The above is only a preferred embodiment of the present invention, but the scope of protection of the present invention is not limited thereto, any person familiar with the technical field within the technical scope disclosed in the present invention, according to the technical solution of the present invention Any equivalent replacement or change of the inventive concepts thereof shall fall within the protection scope of the present invention.

Claims (5)

1. the outdoor light storage LED high power density transform methods of a kind of wide scope input, it is characterised in that including MPPT functions Live part and LED constant current drive part, the live part and LED constant current drive part of its MPPT function are controlled by Buck- The synchronous rectified DC-DC converter of the two-way main circuit design of Boost type and based on the improved PID control method of MPPT principles； Its two-way main circuit design is as follows：Opened including LED ends, PV ends, Battery ends, electric capacity and its driving in series or in parallel with each other Q1, Q2, Q3, Q4, Q5 are closed, and is provided with 3 kinds of working methods：

（1）Buck is worked, and inductive current iL is always maintained at not working more than zero, Q1 work Q2, and Battery ends are flow to by PV ends, IL is continuously increased when t=ton, and Q1 cut-offs, D2 afterflows work, Q2 no currents pass through；

（2）Boost is worked, and inductive current iL is always maintained at being less than zero, and LED ends, in ton to T, Q2 are flowed to by Battery ends Work Q1 is not worked, and iL is continuously increased, when reaching T moment, and Q2 cut-offs are stopped, and D1 afterflows work, Q1 no currents pass through；

（3）Alternation, inductive current iL is positive and negative to be alternately present:At t0-t1 moment, Q1 ON operations, at t1-ton moment, Q1 Conducting has electric current to pass through simultaneously, D2 afterflows, and iL can constantly diminish and value is still more than zero；At the ton-T moment, Q2 is turned on and is had electricity Stream flows through, and iL constantly rises but value is less than zero；

It is as follows that it is based on the improved PID control method of MPPT principles：

S1：Specified rate R is inputted, and R values are set as zero；

S2：Set the negative dp/du of the input quantity of PID controller, i.e. system deviation amount；

S3：The dutycycle of PID controller regulation DC-DC converter PWM ripples loads to change the output equivalent of photovoltaic cell, realizes MPPT maximum power point tracking.

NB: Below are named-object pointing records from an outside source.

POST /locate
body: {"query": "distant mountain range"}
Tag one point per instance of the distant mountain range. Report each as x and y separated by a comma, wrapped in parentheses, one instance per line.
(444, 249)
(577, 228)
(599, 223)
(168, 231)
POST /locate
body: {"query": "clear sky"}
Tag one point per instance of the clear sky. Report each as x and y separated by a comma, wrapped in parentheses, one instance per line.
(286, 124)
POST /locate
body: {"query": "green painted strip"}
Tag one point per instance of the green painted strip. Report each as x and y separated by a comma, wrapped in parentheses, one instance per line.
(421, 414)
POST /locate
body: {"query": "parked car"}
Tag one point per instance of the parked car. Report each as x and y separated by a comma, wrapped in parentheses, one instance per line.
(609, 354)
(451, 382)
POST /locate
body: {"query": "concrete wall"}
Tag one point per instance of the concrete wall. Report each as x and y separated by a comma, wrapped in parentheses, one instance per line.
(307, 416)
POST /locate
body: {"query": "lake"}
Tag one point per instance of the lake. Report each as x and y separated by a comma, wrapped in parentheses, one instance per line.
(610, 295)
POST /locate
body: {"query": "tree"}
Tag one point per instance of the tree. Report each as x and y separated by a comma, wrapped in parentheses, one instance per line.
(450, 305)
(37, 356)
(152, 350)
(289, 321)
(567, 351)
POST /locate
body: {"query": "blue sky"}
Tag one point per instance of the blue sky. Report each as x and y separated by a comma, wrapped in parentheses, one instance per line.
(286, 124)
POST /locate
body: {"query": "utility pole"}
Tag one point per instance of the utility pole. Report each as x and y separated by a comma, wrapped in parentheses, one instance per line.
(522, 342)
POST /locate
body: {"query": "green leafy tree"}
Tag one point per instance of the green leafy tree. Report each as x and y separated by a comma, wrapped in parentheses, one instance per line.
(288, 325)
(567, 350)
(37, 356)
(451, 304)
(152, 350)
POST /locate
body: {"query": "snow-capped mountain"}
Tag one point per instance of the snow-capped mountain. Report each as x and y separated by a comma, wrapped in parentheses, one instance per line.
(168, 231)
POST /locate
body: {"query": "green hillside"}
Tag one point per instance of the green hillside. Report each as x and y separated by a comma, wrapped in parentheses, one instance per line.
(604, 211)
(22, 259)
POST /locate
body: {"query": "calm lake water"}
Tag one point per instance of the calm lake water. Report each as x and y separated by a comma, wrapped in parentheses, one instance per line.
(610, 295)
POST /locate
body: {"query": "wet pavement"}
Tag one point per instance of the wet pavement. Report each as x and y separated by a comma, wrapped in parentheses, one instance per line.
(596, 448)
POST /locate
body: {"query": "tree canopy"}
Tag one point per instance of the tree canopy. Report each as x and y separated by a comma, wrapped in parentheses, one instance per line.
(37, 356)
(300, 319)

2. a kind of outdoor light storage LED high power density transform methods of wide scope input according to claim 1, its feature It is, the mode of operation of the two-way main circuit based on Buck-Boost types is provided with two kinds, i.e. decompression mode and boost mode；Its When decompression mode is that energy flow to Battery by PV, power end is PV ends, and Q1 drivings, Q3, Q4 are opened, and Q5 is closed, composition Buck reduction voltage circuits；Boost mode is when flowing to LED by Battery, power end is Battery, and now Q2 drives, Q3, Q5 Open, Q4 is closed, constitute Boost circuit.

3. a kind of outdoor light storage LED high power density transform methods of wide scope input according to claim 1, its feature It is, the live part of MPPT functions includes MPPT charge modes, constant pressure charge mode, constant voltage floating charge pattern, standby mode, standard Standby discharge mode and preparation charge mode.

4. a kind of outdoor light storage LED high power density transform methods of wide scope input according to claim 1, its feature It is, when LED constant current drive part is including first time period constant current drive pattern, second time period constant current drive pattern and the 3rd Between section constant current drive pattern.

5. a kind of outdoor light storage LED high power density transform methods of wide scope input according to claim 1, its feature Be, DC-DC converter forward direction operation when, charge loop use Buck type topological structures, to battery carry out MPPT, constant pressure, The three stage charging methods that constant current is combined；When DC-DC converter inverted running, electric discharge loop is using Boost type topology knot Structure, realizes the constant pressure output of LED, and with PWM dimming functions.